Uma caminhada letalNo dia da tragédia, A. Martín saiu para caminhar às 18h45 até Alfafar (22.131 habitantes). Como não estava chovendo, ele começou sua rotina diária. Ele estava sem celular e não tinha documento de identificação consigo. A esposa dele desceu até a rua para jogar plástico em um ponto de reciclagem e, quando chegou em casa, ligou a televisão. A notícia mostrou o desabamento de uma ponte em Paiporta (27.184 habitantes). Meia hora depois, a energia acabou. A mulher nunca mais viu o marido. No dia seguinte, ele visitou sem sucesso esta cidade onde a enchente deixou 15 mortos. “Um farmacêutico me disse que havia quatro pessoas no poste de luz. "Meu marido não poderia ser um deles por causa da perna", disse a mulher, referindo-se a uma deficiência física da pessoa desaparecida.
A garagem virou uma ratoeiraA veterinária de Benetússer (15.879 habitantes) RE deixou sua clínica no dia da catástrofe às 19h30. O namorado dela, que havia combinado de buscá-la de carro, não conseguiu entrar na cidade onde a enchente deixou 10 mortos. Ele estacionou o veículo no vizinho Alfafar e saiu procurando seu parceiro. Não chegou ao destino. A menina se abrigou em uma rua próxima ao estabelecimento onde trabalhava. “Os carros formaram uma espécie de represa e a água começou a entrar com muita força. "Minha filha e um homem se seguraram em um poste de metal em uma garagem aberta", disse o pai ao juiz. As duas vítimas rolam pela rampa. Seu pai afirma que seu parente bateu a cabeça e ficou inconsciente. Ela foi encontrada a 300 metros do estacionamento, que havia se tornado uma ratoeira.
A armadilha do estacionamentoO morador de Catarroja LR desceu até a garagem de sua casa às seis da tarde do dia da enchente e nunca mais se ouviu falar dele.
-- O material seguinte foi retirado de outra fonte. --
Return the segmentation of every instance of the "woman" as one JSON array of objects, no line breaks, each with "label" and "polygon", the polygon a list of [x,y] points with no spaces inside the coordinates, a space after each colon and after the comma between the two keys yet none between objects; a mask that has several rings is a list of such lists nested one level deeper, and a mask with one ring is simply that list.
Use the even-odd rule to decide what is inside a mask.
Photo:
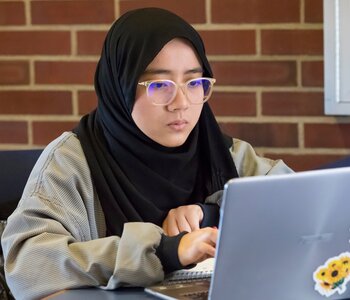
[{"label": "woman", "polygon": [[200,36],[178,16],[147,8],[113,24],[97,109],[47,146],[8,220],[16,298],[147,286],[214,256],[225,182],[291,172],[221,134],[206,102],[214,82]]}]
Uma hora depois, sua esposa desesperada enviou um vídeo para o filho no qual os carros apareciam flutuando nas águas que devastaram esta cidade valenciana, onde a enchente causou 25 mortes. "No início, pensamos que ele tinha conseguido tirar o carro da garagem, mas ele não conseguiu sair e o tornado o pegou em cima dele", disse seu filho. O familiar acredita que o pai tentou sair da garagem pela rampa, quando uma torrente de água entrou no prédio.
Incomunicável e trancadoQuando o filho de I. tentou falar com a mãe, moradora de Alfafar, o telefone estava ocupado. Eram 18h45 do dia da tragédia. E a água começou a inundar silenciosamente as ruas desta cidade. Às 7h30 do dia seguinte, o familiar conseguiu ter acesso à casa, que estava destruída e tinha o sofá cravado na janela. Dois policiais da Guarda Civil abriram a única sala do prédio que estava trancada. A senhora idosa não estava lá. “A água chegou a dois metros e não conseguíamos andar. "Foi antes do alerta", disse seu filho ao juiz. O corpo acabou aparecendo debaixo de um carro.